Ex 27 - Truth Tables

I apologize this is very long and repetitive; 160 lines of code, but if it helps anyone learn the truth tables that would be good.

print("We Will Learn Truth Tables: ")

x = not True
y = not False

a = eval(input("Not True: "))
b = eval(input("Not False: "))

c = 'Correct!'
d = 'Wrong!'

if a == x:
	print(c)
else:
	print(d)
	print(x)

if b == y:
	print(c)
else:
	print(d)
	print(y)


or1 = True or False
or2 = True or True
or3 = False or True
or4 = False or False

or_1 = eval(input("True or False: "))
or_2 = eval(input("True or True: "))
or_3 = eval(input("False or True: "))
or_4 = eval(input("False or False: "))

if or_1 == or1:
	print(c)
else:
	print(d)
	print(or1)

if or_2 == or2:
	print(c)
else:
	print(d)
	print(or2)

if or_3 == or3:
	print(c)
else:
	print(d)
	print(or3)

if or_4 == or4:
	print(c)
else:
	print(d)
	print(or4)

and1 = True and False
and2 = True and True
and3 = False and True
and4 = False and False

and_1 = eval(input("True and False: "))
and_2 = eval(input("True and True: "))
and_3 = eval(input("False and True: "))
and_4 = eval(input("False and False: "))

if and_1 == and1:
	print(c)
else:
	print(d)
	print(and1)

if and_2 == and2:
	print(c)
else:
	print(d)
	print(and2)

if and_3 == and3:
	print(c)
else:
	print(d)
	print(and3)

if and_4 == and4:
	print(c)
else:
	print(d)
	print(and4)

not_or_1 = not(True or False)
not_or_2 = not(True or True)
not_or_3 = not(False or True)
not_or_4 = not(False or False)

not_or1 = eval(input("Not True or False: "))
not_or2 = eval(input("Not True or True: "))
not_or3 = eval(input("Not False or True: "))
not_or4 = eval(input("Not False or False: "))

if not_or1 == not_or_1:
	print(c)
else:
	print(d)
	print(nor_or_1)

if not_or2 == not_or_2:
	print(c)
else:
	print(d)
	print(not_or_2)

if not_or3 == not_or_3:
	print(c)
else:
	print(d)
	print(not_or_3)

if not_or4 == not_or_4:
	print(c)
else:
	print(d)
	print(not_or_4)

not_and_1 = not(True and False)
not_and_2 = not(True and True)
not_and_3 = not(False and True)
not_and_4 = not(False and False)

not_and1 = eval(input("Not True and False: "))
not_and2 = eval(input("Not True and True: "))
not_and3 = eval(input("Not False and True: "))
not_and4 = eval(input("Not False and False: "))

if not_and1 == not_and_1:
	print(c)
else:
	print(d)
	print(not_and_1)

if not_and2 == not_and_2:
	print(c)
else:
	print(d)
	print(not_and_2)

if not_and3 == not_and_3:
	print(c)
else:
	print(d)
	print(not_and_3)

if not_and4 == not_and_4:
	print(c)
else:
	print(d)
	print(not_and_4)
1 Like

I’ve memorized them but F and F equals F still confuses me. The sentence making part of my brain says F and F equals True.

x = (5>10 and 1>5)
print(x)

False

Very confusing. Short circuits my brain.

1 Like

Hello @Frankjr

If you look at it this way.

There is a lamp connected to a battery.
On each wire from the battery ( + and -) there is a switch. On is True. Off is False.
If both switches are off (False and False) will the lamp be on? No (= False)

2 Likes

well…nervermind what I posted. I was reading > as less-than. :no_mouth:
yikes.

1 Like

@Frankjr The way to read a lot of these so that it’s less confusing is to “short circuit” them. That’s also how the computer processes them:

If it’s and then it fails if one part is false. Doesn’t matter how many come after the and.
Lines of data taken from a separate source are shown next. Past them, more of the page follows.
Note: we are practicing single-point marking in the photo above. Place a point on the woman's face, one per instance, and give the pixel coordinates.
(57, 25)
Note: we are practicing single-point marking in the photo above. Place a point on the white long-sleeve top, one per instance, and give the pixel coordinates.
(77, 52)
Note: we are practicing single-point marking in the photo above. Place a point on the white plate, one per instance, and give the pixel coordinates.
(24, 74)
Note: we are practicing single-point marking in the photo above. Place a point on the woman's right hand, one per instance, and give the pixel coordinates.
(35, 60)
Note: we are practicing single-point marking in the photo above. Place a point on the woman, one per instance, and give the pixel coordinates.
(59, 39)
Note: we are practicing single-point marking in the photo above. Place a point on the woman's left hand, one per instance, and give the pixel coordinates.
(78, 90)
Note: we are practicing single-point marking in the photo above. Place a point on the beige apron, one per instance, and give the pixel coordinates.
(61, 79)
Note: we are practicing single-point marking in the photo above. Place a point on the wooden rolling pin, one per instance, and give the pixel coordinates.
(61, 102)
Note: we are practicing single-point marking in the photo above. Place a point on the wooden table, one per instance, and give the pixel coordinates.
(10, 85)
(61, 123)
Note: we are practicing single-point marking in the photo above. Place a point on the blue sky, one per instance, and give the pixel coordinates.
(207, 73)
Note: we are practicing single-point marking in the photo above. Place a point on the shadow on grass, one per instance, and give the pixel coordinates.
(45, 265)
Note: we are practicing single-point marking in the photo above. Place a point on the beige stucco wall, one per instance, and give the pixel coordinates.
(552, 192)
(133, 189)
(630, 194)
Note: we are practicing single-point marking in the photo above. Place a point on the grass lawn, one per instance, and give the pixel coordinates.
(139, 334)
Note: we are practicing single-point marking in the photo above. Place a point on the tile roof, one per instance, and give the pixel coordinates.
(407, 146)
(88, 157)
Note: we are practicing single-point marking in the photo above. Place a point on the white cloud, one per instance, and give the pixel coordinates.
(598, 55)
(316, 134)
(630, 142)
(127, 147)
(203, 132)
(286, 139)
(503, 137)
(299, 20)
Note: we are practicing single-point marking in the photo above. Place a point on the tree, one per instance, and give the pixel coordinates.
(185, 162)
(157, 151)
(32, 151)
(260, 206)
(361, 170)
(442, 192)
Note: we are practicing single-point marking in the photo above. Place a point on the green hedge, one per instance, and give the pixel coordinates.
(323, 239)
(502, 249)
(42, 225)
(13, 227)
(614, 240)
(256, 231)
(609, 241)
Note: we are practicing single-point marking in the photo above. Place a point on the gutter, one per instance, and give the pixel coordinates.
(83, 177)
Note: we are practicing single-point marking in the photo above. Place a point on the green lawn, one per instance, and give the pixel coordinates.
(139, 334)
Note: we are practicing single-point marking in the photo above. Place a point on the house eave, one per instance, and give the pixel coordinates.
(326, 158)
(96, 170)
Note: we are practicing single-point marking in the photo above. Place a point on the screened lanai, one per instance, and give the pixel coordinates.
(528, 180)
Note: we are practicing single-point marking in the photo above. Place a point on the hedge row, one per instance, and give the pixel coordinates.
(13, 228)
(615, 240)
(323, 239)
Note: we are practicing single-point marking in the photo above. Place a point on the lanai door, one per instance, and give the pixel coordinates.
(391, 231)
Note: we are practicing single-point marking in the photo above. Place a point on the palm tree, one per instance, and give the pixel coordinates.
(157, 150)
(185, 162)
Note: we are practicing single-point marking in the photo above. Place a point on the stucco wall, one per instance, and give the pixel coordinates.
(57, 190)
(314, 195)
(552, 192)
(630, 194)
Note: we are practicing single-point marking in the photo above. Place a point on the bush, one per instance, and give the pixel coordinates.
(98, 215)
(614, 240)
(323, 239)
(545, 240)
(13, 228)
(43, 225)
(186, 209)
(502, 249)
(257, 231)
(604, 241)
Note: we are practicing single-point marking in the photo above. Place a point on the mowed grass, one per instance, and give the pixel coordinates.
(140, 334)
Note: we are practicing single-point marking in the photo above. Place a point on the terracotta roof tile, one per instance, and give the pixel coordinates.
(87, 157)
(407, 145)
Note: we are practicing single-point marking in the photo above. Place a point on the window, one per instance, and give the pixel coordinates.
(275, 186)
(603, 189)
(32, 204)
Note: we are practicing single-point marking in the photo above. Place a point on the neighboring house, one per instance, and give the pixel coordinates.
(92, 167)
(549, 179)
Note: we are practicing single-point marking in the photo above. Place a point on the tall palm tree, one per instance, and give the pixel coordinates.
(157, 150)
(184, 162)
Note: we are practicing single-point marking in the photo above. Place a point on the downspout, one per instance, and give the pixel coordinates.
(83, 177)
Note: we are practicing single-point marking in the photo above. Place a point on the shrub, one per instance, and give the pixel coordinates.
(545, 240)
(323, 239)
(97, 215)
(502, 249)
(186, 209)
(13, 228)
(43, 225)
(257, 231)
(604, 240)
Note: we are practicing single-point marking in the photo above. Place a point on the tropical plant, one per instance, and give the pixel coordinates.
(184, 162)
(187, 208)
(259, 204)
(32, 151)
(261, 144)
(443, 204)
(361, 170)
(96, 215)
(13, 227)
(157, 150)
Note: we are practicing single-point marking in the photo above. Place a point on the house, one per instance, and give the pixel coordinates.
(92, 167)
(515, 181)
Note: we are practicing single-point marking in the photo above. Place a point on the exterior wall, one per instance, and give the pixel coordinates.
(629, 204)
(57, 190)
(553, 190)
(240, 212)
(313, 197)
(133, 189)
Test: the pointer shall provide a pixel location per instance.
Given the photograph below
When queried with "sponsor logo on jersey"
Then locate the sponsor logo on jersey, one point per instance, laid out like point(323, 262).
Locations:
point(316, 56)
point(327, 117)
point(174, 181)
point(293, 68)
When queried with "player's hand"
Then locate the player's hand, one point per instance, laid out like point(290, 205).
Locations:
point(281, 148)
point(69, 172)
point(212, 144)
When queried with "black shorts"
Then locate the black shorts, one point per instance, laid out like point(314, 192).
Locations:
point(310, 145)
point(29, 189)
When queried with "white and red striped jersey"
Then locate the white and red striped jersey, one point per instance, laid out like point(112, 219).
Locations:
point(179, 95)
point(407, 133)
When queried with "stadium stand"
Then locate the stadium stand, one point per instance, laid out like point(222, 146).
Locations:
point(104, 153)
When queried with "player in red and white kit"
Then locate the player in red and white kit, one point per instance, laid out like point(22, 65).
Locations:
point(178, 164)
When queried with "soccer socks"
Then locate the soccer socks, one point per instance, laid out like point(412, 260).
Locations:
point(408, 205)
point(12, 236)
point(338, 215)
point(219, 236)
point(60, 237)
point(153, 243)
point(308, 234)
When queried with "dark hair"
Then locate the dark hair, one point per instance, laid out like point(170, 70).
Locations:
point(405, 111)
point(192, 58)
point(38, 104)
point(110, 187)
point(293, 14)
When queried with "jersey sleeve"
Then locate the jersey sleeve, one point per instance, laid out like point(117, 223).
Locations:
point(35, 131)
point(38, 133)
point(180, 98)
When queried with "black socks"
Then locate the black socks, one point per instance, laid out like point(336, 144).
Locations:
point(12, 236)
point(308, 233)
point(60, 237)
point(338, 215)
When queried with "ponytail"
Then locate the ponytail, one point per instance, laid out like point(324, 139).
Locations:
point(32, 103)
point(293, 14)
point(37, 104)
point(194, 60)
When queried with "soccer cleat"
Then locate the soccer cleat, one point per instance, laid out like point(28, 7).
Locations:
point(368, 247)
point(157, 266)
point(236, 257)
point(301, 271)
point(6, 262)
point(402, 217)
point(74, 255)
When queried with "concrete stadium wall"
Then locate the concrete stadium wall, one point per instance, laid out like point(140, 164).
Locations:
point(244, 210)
False and True and False and False

When you read that first “False and” you’re done. It’s false because you had one False.

True and True and True and False and True

In that one you had to go through 3 True before hitting a False, but now it’s done. It’s false. Just need one.

With or it’s the inverse: It’s true when you get even 1 True. Just need one, so this:

True or False or False or True

Read that first True and done. It’s true because you just need one. Doesn’t matter what comes after that.

False and False and False and True and False

You had to read 3 False before you hit a True, but now it’s done. That whole line is now True.